Rapid adoption of new technology can make America more competitive in a global market, said Galiazzo.
“It allows American manufacturing of all sizes to be more efficient and more effective and drastically reduces the time it takes to get the product out the door,” said Galiazzo. “Customer service is improved and the supply chain is greatly enhanced.”
But the cost of implementing these new technologies can be staggering, especially for smaller manufacturers.
“In Maryland, the vast majority of manufacturers are small to medium size, and there are many really small companies with fewer than 50 employees,” said Galiazzo. “4.0 is not just about running out and getting one of these new technologies, it’s about understanding how to plan for the transformation, which is very hard and expensive.
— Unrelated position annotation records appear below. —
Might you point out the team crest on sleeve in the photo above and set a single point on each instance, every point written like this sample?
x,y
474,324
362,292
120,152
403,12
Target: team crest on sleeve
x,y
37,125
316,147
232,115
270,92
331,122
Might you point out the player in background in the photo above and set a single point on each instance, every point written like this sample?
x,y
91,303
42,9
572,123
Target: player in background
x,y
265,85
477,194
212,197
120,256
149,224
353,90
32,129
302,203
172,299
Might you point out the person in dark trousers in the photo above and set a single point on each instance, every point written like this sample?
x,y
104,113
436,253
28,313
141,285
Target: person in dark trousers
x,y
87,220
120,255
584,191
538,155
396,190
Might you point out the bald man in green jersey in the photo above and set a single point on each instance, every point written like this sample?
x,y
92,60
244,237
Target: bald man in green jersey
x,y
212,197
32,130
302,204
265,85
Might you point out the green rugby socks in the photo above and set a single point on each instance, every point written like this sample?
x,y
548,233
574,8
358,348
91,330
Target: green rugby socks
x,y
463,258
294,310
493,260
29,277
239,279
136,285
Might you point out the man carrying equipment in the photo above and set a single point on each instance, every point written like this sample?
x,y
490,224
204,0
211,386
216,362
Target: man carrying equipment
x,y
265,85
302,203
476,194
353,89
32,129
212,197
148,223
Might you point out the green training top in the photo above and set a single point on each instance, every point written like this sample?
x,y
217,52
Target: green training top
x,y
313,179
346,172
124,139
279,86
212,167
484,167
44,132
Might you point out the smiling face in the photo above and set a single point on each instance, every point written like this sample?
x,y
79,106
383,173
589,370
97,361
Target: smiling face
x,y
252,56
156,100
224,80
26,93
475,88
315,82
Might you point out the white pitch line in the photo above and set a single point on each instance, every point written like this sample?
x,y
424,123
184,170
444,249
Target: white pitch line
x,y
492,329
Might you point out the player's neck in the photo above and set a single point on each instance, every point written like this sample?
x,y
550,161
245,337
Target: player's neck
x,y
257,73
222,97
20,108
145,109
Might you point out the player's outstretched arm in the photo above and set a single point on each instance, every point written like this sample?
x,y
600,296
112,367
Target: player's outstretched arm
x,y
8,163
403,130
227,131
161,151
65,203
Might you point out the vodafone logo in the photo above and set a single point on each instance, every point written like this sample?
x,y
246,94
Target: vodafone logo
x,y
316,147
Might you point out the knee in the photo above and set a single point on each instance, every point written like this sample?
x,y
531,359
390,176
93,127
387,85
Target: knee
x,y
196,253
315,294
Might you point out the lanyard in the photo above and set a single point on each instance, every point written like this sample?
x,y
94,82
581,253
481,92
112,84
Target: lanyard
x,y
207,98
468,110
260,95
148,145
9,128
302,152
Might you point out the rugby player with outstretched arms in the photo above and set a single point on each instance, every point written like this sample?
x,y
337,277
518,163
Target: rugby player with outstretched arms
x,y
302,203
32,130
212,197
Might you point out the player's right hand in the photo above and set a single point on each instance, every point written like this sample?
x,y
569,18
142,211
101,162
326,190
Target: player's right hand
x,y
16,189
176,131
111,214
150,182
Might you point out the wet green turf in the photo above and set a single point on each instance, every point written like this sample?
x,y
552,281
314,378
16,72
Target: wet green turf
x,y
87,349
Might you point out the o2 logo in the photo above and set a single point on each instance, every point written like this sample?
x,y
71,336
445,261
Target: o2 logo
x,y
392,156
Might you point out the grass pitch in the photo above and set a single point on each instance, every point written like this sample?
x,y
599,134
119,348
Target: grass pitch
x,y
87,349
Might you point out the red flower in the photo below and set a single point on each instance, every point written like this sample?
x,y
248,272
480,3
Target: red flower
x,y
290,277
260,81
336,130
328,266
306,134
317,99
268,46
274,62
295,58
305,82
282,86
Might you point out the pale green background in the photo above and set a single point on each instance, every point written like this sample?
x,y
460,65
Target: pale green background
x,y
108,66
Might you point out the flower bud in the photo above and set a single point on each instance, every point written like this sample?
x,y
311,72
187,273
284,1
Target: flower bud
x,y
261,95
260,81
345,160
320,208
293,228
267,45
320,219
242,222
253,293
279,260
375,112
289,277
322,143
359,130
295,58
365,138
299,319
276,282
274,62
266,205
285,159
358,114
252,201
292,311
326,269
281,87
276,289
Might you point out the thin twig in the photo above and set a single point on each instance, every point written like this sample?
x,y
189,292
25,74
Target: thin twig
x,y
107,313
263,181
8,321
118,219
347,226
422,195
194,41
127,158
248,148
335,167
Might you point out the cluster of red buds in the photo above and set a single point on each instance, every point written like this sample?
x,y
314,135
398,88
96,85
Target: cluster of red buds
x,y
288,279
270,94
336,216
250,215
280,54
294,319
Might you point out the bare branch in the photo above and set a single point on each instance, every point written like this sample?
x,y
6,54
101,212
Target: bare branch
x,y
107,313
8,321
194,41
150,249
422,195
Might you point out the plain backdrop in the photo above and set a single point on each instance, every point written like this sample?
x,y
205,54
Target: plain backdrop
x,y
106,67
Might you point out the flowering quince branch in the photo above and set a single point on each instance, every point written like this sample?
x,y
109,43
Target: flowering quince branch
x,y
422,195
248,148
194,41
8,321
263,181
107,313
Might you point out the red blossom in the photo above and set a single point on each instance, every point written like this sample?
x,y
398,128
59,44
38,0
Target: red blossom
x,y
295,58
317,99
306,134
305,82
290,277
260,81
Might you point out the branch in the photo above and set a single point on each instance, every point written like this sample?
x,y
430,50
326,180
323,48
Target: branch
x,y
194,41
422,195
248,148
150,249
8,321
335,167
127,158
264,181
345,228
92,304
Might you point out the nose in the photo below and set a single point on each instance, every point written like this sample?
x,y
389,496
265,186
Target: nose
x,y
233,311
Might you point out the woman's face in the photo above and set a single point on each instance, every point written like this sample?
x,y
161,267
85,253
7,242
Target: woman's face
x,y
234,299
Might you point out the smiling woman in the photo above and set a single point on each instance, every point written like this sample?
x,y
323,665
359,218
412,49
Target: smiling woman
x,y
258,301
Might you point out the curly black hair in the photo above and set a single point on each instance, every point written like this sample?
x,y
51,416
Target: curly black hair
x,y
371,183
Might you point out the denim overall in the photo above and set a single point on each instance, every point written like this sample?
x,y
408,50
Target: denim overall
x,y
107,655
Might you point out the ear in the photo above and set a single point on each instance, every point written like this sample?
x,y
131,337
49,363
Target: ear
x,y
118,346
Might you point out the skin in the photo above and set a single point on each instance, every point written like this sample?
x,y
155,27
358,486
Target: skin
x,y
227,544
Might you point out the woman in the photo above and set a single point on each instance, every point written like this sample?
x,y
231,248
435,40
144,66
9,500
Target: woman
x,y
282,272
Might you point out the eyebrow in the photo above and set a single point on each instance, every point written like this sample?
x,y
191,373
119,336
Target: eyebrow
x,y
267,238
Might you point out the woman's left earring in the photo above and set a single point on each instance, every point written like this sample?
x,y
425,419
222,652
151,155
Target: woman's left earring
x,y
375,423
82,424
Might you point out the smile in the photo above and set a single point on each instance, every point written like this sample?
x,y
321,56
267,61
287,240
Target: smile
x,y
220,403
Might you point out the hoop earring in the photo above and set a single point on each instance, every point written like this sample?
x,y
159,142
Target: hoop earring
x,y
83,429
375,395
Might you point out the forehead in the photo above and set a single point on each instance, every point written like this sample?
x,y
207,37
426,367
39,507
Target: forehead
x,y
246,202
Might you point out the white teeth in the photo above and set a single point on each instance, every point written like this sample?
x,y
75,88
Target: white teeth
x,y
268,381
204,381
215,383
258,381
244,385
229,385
Big companies can afford to hire people, but at a small manufacturing company, it’s the owner and that is really, really hard.”
However, small manufacturers also need to focus on the day-to-day and that means concerns about workforce, supply chain and pricing, issues that often compound on each other.
April Richardson, owner of Baked in Baltimore, famous for the DC Sweet Potato Cake sold in stores, online and on QVC, said that in addition to the rising cost of ingredients due to inflation, hiring is also a problem.
“Workforce issues are a challenge. People see ‘manufacturing’ and they think of manufacturing as it was in the 1960s,” Richardson said. “Even getting people to click the job description is a challenge.
“I sell on QVC, and we can sell a lot of products [in a short timeframe] on air. But then we have no one to make the product. So we end up running the kitchen for 23 hours straight for days on end, and what does this mean? The equipment does not get rest and so it breaks down. How do you pay for that? If we raise prices, even by 15 cents, people are going to notice,” said Richardson.
She has considered how technology could alleviate those issues but said that also means hiring a different caliber of worker, with higher pay. Workers with these skill sets are in short supply as higher education and training programs try to keep up with rapidly changing workforce needs.
“Finding, recruiting, training and retaining talent is one of the most difficult challenges for all sectors of manufacturing, regardless of the level of skill or experience required,” said Mike Kelleher, executive director of Maryland Manufacturing Extension Partnership (MEP), a nonprofit focused on supporting the growth of the manufacturing sector in Maryland.
“As companies continue to adopt and embrace new technologies, it is going to be critical that the education system continues to adapt and evolve so that our future workers are better prepared and ready to contribute,” said Kelleher. “The education sector can help expose these students to manufacturing and provide the foundations into problem solving and technology that will prepare them for the future.”
Richardson said that more investment at the state level is needed to advance Maryland manufacturing, but she believes it offers an incredible opportunity.
“We need more money to convert our processes and facilities using technology that drives down costs, attracts more manufacturers to come to Maryland, helps our job economy, and decreases our reliance on foreign goods and materials. That would make us more competitive, but we need more money invested in these companies,” said Richardson.
She also says that with increased investment, Maryland could be at the forefront advancing diversity in the industry.
“I am an anomaly, as a Black woman in a manufacturing business. Women are grossly underrepresented, and Black women are doubly underrepresented. Maryland can be at the forefront for pushing manufacturing for women and minorities,” she said. “Silicon Valley [as a hub for technology] did not happen by accident. It was intentional investment and endorsement by the government. That led to buy-in from companies and created that location as a hub for innovation. Maryland could be the answer for this in manufacturing. No other state is taking it on in an aggressive manner.”
Kelleher agrees, “Maryland is quite unique in that we have a broad range of technologies and sectors that our manufacturers support. With a little bit of directed investment, we can quickly become the leader in highly complex and technical manufacturing. We already have access to world-class universities and federal labs, with an investment into technologies we can help businesses of all sizes, especially women and minority businesses become the leaders of industry.”
Galiazzo compares the manufacturing transformation to the move towards renewable energy.
“We are moving in the right direction, but it is going to take time as well as investment and support from legislation.”